Constraints in Neo4j

Constraints in Neo4j

A constraint is implemented internally as an index. It is used to constrain what is added to the graph. There are three types of constraints you can define:

  • Uniqueness for a single node property value or a set of node property values.

  • Existence for a property of a node or relationship.

  • Existence and uniqueness for a node property value or a set of node property values (Node key).

Uniqueness constraints

A uniqueness constraint can be defined for a property of a node with a given label.

For example, in the Movie graph, we uniquely identify every Person node. To do this, we identify a property whose value will be unique for all nodes with the Person label.

Execute this query that returns all Person nodes for a person named Austin Green:

cypher
MATCH (p:Person)
WHERE p.name = 'Austin Green'
RETURN p

This query returns two Person nodes for two different people. Their names are the same, but their tmdbId values (and other property values) are different. In our Movie graph, the tmdbId value for every Person node is unique.

Importing CSV Data

If you took the GraphAcademy course Importing CSV Data into Neo4j, you have already used uniqueness constraints to load the data.

If we define a uniqueness constraint on a property for a labeled node, an error is raised if we attempt to create another labeled node with the same property value or if we set the value of an existing node property to a value that already exists in the graph.

Best Practices

A graph data modeling best practice is to always uniquely identify a node with a given label in the graph where a node will typically represent the business entities in your application.

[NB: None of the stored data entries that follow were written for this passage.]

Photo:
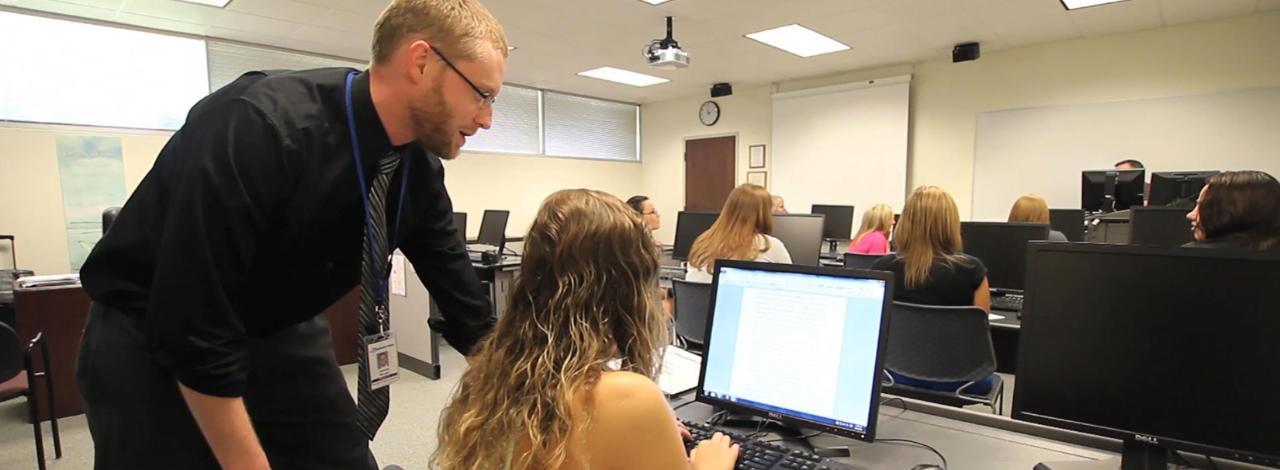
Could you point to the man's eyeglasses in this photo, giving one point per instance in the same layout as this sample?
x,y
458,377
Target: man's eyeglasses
x,y
485,97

Uniqueness constraint is an index

Neo4j implements a uniqueness constraint as an index. It is used to quickly look up a node by a property value to determine if it is unique for the graph.

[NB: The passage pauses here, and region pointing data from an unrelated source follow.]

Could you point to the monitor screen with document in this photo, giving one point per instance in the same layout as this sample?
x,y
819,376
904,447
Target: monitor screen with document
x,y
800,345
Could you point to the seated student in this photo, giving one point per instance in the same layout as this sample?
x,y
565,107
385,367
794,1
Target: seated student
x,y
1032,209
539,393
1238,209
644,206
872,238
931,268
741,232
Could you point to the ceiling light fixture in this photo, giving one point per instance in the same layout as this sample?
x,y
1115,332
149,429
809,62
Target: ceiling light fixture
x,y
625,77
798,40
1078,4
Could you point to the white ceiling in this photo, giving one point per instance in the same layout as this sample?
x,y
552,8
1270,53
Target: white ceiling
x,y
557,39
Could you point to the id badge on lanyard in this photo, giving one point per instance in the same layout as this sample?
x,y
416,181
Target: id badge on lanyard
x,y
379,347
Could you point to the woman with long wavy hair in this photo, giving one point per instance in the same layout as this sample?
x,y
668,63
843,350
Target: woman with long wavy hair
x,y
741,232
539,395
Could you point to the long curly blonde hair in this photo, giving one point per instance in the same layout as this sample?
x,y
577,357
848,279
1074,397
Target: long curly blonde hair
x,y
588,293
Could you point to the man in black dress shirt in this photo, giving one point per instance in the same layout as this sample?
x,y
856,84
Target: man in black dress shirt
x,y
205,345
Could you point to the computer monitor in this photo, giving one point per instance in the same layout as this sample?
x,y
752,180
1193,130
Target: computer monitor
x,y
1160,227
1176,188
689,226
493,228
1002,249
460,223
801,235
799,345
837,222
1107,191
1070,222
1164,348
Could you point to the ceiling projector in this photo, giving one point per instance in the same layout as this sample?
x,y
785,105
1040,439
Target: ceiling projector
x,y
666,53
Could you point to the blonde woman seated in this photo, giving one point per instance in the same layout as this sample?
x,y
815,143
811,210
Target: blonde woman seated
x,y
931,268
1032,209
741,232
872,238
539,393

For this reason, this Cypher code will execute very quickly when a uniqueness constraint is defined. You can execute this code:

cypher
MERGE (p:Person {tmdbId: '135067'})
ON CREATE
SET p.name = 'Austin Green',
    p.imdbId = '0337619',
    p.url = 'https://themoviedb.org/person/135067'
ON MATCH
SET p.updated = date()
RETURN p

For this code, graph engine first attempts to retrieve the node with the tmdbId value of '135067'. It can quickly look up the node because it has a uniqueness constraint on the tmdbId property. If there were not a uniqueness constraint (index) on this property, the graph engine would need to inspect all Person nodes and test whether they have the same tmdbId value. This is very expensive in a large graph.

If the node is not found, then the ON CREATE code is executed, otherwise the ON MATCH code is executed.

The MERGE Clause

MERGE is the best practice for creating nodes and relationships in the graph

In our graph, this node exists. The uniqueness constraint ensures that you cannot create a node with the same property value. For example, this code will return an error. Try executing this code:

cypher
CREATE (p:Person {tmdbId: '135067'})
SET p.name = 'Austin Green',
    p.imdbId = '0337619',
    p.url = 'https://themoviedb.org/person/135067'
RETURN p

The uniqueness constraint will catch the error and prevent the node from being created.

Existence constraints

An existence constraint for a node label or relationship type property means that a property must exist. Even though, by default, you need not create all nodes or relationships with the same property keys, your graph data model may benefit from requiring that a particular property key exists.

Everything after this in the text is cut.